Proxies and other external raters: methodological considerations

Health Services Research, Oct, 2005 by A. Lynn Snow, Karon F. Cook, Pay-Shin Lin, Robert O. Morgan, Jay Magaziner

Health services researchers often need to collect information about patients from external raters (as opposed to internally referenced self-reports) because a patient is sick/impaired/unavailable/deceased or because another perspective on the assessed construct is needed. Reports from external raters are needed when

(1) (a) the construct being measured does not have a well-established objective indicator (e.g., quality of life, pain) or (b) objective measurement exists but cannot be obtained (e.g., assessing functional disability in a national telephone survey)

and

(2) (a) the patient is unwilling to report, unable to report, produces a suspect report, or cannot be reached to provide a report or (b) other perspectives would be valuable lot a Nil understanding of the construct.

An example of a situation in which an external report is needed because a patient is unable to report would be trying to diagnose depression in a stroke victim with severe receptive and expressive language impairments. An example of a situation in which an external report is needed because the patient's report is suspect would be trying to determine the extent of disability in a car accident victim who is considered at risk for malingering because the disability decision directly affects chances of being awarded disability compensation.

The need for external reports is quite common in health services research; a search of the word "proxy" in the most recent 8 months of Pubmed abstracts resulted in 50 publications in which external reports methodology was used or in which this issue was considered, and all of these publications were related to health services research. This frequency is probably because of the large number of health services research constructs studied for which there is no objective indicator. Some of the more commonly assessed of these are functional disability (Yasuda el al. 2001), affective states (Snow et al. 2004), pain (Boldingh et al. 2004), social functioning (Lam et al. 2004; Snow et al. 2004), quality of life (Snow et al. 2004; von Essen 2004), health information (Skinner et al. 2004), health preferences and values (Buckey and Abell 2004), and utilization reports (Langa et al. 2004). Further, it is very common to study populations that might not be able to provide accurate self-reports, including infants and small children (Sudan et al. 2004), persons with dementia (Porzsolt et al. 2004), brain injuries (Kuipers et al. 2004), chronic mental illness (Becchi et al. 2004), or severe physical illness (Gnanadesigan et al. 2004). The need for external reports is particularly high in the Veterans Affairs health care system user population because this population consists of large numbers of individuals who are unable to report or cannot report because of both the aging of the WWII, Korean, and Vietnam veteran cohorts (leading to large numbers of persons with dementia and other types of cognitive impairment as well as very frail older adults), and to the incentives for false disability reports to receive compensation. An inherent difficulty of externally rated reports is their intrinsic subjective nature. That is, regardless of who serves as the rater, whenever a report is subjective the judgment is colored by the way the rater perceives and processes information. Memory, emotion, information processing, and motivation to respond accurately all affect self-reports (Stone et al. 1999). Thus, it is not surprising that a large body of literature has established that there are no one-to-one correlations between self-rated and externally rated reports (Neumann, Araki, and Gutterman, 2000). Only by achieving a clear understanding of the factors affecting the discrepancy between self- and external reports can researchers accurately interpret and use externally rated data.

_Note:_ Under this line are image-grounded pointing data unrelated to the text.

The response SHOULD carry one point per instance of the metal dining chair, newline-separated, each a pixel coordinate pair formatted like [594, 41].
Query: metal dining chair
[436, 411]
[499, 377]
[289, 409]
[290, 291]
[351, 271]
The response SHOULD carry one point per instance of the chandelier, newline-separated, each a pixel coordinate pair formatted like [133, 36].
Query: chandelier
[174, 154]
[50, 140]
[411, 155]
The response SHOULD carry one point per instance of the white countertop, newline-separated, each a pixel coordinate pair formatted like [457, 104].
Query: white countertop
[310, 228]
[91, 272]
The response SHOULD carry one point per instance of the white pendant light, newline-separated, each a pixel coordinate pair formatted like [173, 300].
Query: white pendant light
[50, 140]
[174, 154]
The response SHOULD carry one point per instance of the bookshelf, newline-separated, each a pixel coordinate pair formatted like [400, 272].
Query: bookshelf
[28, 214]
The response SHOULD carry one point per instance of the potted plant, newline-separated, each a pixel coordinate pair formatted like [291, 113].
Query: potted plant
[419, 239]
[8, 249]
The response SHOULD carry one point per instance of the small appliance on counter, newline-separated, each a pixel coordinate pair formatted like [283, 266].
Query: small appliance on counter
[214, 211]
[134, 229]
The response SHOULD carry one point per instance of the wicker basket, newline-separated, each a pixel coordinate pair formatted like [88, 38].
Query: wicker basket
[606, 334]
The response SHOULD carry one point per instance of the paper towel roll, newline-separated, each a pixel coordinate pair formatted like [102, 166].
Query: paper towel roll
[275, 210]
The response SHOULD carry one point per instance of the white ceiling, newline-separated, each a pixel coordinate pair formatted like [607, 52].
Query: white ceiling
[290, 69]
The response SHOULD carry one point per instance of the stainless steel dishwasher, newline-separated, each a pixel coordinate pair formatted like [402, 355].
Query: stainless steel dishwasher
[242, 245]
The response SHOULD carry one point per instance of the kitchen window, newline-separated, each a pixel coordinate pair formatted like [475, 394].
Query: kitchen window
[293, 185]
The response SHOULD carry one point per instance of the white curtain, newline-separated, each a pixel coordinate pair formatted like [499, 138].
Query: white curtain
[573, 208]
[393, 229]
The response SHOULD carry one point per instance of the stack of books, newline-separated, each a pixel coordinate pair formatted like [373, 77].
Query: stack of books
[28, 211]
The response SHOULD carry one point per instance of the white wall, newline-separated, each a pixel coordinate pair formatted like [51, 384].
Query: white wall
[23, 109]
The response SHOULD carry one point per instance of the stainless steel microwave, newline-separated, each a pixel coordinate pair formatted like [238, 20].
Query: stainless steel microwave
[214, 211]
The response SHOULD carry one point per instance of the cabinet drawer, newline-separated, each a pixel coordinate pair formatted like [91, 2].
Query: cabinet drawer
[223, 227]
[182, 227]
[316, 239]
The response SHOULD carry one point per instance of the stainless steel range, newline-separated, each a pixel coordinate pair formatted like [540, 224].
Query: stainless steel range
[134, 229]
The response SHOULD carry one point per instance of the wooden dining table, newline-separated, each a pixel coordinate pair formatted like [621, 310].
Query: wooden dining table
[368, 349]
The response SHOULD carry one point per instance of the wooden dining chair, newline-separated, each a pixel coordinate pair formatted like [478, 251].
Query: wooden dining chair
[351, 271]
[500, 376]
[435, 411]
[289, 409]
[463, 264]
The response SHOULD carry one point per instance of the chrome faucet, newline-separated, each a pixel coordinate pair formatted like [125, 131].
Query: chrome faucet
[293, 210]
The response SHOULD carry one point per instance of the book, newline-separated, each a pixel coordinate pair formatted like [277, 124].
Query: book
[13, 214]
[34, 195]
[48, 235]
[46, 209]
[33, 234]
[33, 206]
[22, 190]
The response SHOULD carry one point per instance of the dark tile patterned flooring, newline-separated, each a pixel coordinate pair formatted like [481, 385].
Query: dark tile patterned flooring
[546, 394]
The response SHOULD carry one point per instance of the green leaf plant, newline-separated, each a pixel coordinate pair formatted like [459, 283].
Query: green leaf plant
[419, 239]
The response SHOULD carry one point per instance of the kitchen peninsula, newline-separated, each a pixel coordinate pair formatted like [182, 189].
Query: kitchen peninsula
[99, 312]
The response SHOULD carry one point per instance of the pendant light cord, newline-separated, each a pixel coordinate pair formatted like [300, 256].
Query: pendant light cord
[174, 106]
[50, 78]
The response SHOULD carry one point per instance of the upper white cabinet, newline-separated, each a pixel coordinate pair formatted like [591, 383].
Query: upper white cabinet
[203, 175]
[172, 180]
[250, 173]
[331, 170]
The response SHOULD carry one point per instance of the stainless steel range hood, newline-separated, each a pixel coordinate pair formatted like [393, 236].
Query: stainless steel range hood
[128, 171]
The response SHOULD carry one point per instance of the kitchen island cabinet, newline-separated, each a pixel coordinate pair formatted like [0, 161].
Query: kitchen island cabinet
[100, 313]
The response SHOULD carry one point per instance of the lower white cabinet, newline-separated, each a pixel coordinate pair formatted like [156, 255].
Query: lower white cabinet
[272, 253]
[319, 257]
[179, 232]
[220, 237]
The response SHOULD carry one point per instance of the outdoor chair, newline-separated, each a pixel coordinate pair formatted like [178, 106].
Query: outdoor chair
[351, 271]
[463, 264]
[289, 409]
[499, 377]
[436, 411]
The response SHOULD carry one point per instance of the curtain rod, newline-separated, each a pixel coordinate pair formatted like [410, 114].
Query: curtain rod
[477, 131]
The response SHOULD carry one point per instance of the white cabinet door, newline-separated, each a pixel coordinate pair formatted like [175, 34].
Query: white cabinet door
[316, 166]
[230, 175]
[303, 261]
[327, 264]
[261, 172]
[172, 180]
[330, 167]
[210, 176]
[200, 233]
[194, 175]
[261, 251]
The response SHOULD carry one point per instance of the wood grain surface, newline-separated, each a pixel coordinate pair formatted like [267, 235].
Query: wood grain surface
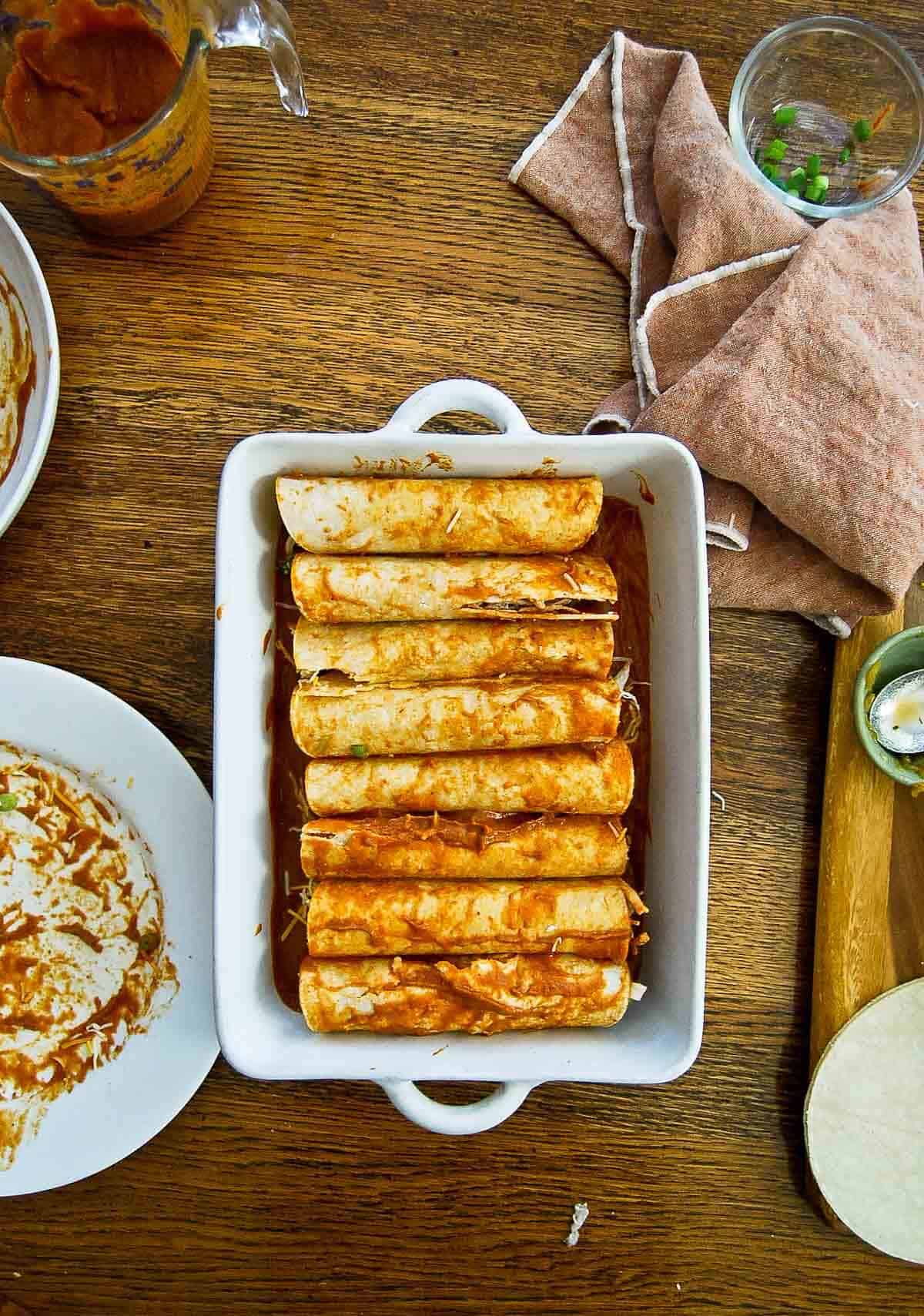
[332, 267]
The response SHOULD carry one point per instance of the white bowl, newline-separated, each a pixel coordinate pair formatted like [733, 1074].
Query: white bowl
[661, 1036]
[18, 263]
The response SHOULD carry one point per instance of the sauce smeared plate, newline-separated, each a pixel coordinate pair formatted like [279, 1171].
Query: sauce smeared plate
[105, 874]
[29, 369]
[83, 963]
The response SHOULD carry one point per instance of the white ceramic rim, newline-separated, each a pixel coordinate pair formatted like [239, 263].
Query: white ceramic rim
[822, 22]
[186, 1032]
[20, 491]
[449, 397]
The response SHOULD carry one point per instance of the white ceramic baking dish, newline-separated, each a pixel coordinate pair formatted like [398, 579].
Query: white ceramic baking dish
[660, 1036]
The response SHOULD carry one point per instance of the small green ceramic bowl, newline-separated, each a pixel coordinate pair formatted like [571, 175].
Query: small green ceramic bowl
[896, 655]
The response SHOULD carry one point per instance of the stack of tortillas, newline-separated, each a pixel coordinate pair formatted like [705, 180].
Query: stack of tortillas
[865, 1123]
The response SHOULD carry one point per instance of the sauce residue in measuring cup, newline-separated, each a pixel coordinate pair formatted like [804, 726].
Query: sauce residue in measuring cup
[87, 81]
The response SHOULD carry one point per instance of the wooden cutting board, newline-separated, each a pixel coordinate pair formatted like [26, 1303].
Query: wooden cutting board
[869, 929]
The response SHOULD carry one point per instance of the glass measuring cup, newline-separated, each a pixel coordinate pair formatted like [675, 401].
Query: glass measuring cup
[161, 167]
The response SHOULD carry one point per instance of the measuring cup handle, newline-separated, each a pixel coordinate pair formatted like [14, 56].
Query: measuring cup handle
[263, 24]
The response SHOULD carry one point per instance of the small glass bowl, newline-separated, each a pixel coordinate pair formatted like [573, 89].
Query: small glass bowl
[832, 72]
[894, 657]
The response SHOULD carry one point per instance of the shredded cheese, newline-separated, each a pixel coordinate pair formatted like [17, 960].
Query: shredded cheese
[578, 1217]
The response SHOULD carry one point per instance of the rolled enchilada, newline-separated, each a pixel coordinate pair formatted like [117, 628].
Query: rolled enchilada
[373, 515]
[491, 995]
[593, 919]
[440, 651]
[336, 718]
[480, 846]
[562, 779]
[393, 588]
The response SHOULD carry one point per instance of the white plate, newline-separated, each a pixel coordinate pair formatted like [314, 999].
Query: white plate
[661, 1035]
[18, 263]
[126, 1103]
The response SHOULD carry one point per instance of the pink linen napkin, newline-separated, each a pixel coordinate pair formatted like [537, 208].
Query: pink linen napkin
[788, 358]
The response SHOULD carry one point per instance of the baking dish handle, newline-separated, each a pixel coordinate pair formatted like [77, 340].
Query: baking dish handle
[461, 395]
[477, 1117]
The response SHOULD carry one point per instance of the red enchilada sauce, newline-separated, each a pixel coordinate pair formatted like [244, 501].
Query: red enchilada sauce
[620, 538]
[89, 81]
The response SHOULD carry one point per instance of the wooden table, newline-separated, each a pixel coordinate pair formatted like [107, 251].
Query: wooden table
[332, 267]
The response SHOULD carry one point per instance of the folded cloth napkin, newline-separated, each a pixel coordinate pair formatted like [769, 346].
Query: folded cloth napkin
[788, 358]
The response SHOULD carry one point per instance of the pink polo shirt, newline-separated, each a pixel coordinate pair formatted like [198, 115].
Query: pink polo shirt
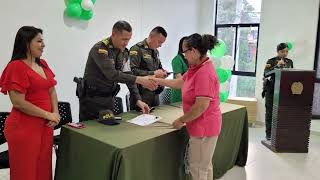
[202, 81]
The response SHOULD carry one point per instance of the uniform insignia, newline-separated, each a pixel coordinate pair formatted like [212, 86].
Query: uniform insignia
[103, 51]
[133, 53]
[296, 88]
[105, 41]
[147, 56]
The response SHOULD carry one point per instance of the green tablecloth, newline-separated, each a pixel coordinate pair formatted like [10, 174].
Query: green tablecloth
[155, 152]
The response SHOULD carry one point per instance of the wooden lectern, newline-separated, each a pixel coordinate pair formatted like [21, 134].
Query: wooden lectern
[292, 110]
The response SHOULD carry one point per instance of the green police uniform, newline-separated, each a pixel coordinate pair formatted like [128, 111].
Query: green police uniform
[105, 68]
[268, 88]
[179, 66]
[144, 61]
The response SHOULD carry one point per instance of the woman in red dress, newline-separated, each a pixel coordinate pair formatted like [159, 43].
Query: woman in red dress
[29, 129]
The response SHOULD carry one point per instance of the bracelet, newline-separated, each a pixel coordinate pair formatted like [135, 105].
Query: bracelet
[181, 121]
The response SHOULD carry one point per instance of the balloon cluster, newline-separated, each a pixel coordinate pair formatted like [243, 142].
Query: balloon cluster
[80, 9]
[224, 65]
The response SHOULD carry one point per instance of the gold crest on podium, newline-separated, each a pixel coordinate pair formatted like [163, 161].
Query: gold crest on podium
[297, 88]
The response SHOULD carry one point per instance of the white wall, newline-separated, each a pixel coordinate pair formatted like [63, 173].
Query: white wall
[286, 21]
[69, 41]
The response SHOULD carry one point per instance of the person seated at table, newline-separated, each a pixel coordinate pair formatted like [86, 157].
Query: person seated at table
[201, 104]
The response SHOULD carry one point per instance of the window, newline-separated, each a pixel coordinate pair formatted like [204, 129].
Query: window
[237, 24]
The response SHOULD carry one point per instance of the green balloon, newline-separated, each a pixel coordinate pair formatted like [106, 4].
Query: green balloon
[74, 1]
[86, 15]
[222, 74]
[290, 45]
[224, 96]
[74, 10]
[229, 72]
[219, 50]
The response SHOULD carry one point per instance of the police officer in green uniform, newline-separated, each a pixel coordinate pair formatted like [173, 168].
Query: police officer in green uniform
[144, 61]
[280, 61]
[105, 68]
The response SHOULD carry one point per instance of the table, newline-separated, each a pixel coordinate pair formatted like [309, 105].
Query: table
[155, 152]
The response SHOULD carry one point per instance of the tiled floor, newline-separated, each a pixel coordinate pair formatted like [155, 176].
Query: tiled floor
[263, 164]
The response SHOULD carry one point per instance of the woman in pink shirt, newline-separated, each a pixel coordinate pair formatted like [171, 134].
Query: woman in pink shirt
[200, 97]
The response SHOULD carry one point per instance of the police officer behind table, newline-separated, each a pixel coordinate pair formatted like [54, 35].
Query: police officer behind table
[144, 60]
[105, 69]
[280, 61]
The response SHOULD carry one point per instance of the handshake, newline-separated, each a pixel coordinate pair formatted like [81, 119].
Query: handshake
[151, 82]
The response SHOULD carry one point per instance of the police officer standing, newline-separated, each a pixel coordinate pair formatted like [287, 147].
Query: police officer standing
[280, 61]
[144, 60]
[105, 69]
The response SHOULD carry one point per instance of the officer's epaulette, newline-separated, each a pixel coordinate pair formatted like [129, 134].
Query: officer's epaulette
[106, 41]
[140, 44]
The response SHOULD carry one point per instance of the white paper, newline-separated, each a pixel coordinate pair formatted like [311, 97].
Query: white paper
[144, 119]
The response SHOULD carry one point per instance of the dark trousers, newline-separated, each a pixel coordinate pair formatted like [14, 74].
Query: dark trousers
[90, 107]
[268, 115]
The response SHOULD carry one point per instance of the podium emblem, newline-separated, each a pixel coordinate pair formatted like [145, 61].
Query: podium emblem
[297, 88]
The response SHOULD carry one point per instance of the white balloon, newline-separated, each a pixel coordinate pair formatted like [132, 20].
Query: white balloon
[87, 5]
[227, 62]
[225, 86]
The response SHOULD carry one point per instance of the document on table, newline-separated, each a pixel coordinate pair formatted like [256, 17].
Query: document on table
[144, 119]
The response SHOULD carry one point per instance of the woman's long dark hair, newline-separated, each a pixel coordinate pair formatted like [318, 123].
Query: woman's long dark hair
[201, 43]
[22, 41]
[180, 50]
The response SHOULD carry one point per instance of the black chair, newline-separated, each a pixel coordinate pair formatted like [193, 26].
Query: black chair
[165, 96]
[66, 117]
[4, 156]
[118, 107]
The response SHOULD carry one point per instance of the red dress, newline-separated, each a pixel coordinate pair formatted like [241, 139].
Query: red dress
[30, 141]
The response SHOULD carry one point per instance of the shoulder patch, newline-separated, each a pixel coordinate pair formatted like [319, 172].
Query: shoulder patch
[147, 56]
[103, 51]
[133, 53]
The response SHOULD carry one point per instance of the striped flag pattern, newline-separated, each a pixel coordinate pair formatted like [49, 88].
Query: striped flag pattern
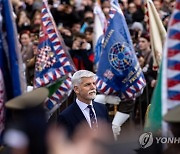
[115, 68]
[53, 65]
[173, 59]
[167, 91]
[52, 61]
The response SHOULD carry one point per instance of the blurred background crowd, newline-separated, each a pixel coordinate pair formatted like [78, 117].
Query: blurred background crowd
[75, 22]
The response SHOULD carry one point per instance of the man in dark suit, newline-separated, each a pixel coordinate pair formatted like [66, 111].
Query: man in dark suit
[84, 110]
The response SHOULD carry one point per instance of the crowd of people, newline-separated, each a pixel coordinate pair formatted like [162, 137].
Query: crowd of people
[75, 23]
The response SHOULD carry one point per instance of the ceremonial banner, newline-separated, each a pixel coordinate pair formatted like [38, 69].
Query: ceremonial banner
[119, 72]
[167, 92]
[100, 26]
[53, 64]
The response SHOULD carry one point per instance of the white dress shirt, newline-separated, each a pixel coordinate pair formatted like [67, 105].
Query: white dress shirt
[85, 110]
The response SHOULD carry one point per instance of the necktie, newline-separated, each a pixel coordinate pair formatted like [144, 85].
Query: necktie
[92, 118]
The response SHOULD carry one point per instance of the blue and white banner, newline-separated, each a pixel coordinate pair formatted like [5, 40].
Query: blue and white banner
[119, 72]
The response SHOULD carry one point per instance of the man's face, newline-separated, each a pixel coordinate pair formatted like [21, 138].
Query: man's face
[86, 90]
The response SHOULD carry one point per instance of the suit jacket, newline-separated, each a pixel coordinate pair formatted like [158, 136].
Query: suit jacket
[72, 116]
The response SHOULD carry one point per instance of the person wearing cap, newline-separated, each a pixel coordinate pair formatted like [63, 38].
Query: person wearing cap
[82, 109]
[26, 128]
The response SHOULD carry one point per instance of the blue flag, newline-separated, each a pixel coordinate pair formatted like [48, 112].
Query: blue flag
[119, 72]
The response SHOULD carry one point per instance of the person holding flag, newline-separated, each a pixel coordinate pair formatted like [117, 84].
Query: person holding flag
[119, 73]
[54, 66]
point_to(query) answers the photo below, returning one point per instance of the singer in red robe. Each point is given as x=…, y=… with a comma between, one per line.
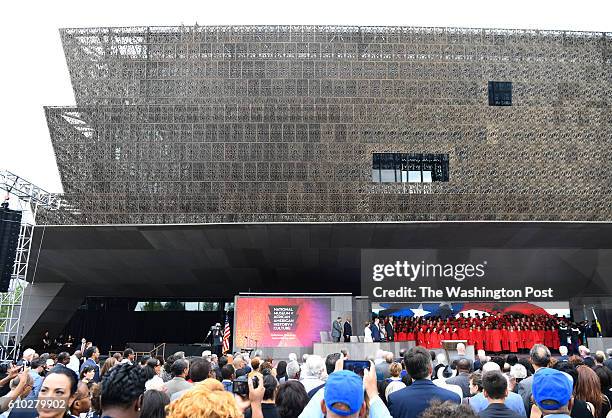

The purpose of this paper is to introduce researchers to the measurement and subsequent analysis considerations involved when using externally rated data. We will define and describe two categories of externally rated data, recommend methodological approaches for analyzing and interpreting data in these two categories, and explore factors affecting agreement between self-rated and externally rated reports. We conclude with a discussion of needs for future research.

CONCEPTUAL FRAMEWORK

We define two types of externally rated data: proxy data and other-rated data. Proxy data refer to those collected from someone who speaks for a patient who cannot, will not, or is unavailable to speak for him or herself. In the case of a true proxy, the researcher should be indifferent to whether the proxy or subject is used. There is an assumption that barring measurement error, both will give the same report. The researcher expects that the proxy's report can truly substitute for the patient's report. For example, in a longitudinal study of health, a researcher may initially gather health self-ratings from subjects, but as the study proceeds and subjects become too ill or cognitively impaired to complete self-reports, the researcher may substitute proxy ratings of the subject's health, and thus avoid missing data cells. We use the term other-rater data to refer to situations in which the researcher collects ratings from a person other than the patient to gain multiple perspectives on the assessed construct. For example, a researcher may choose to supplement a child's self-reports about classroom behavior with teacher reports to develop a richer understanding of the child's classroom performance. The term proxy has often been used for this kind of data, but this is technically incorrect because in this case the external rater is not standing in, or substituting, for another, but adding a second voice regarding the question at hand. We suggest the term other rater to denote this particular situation.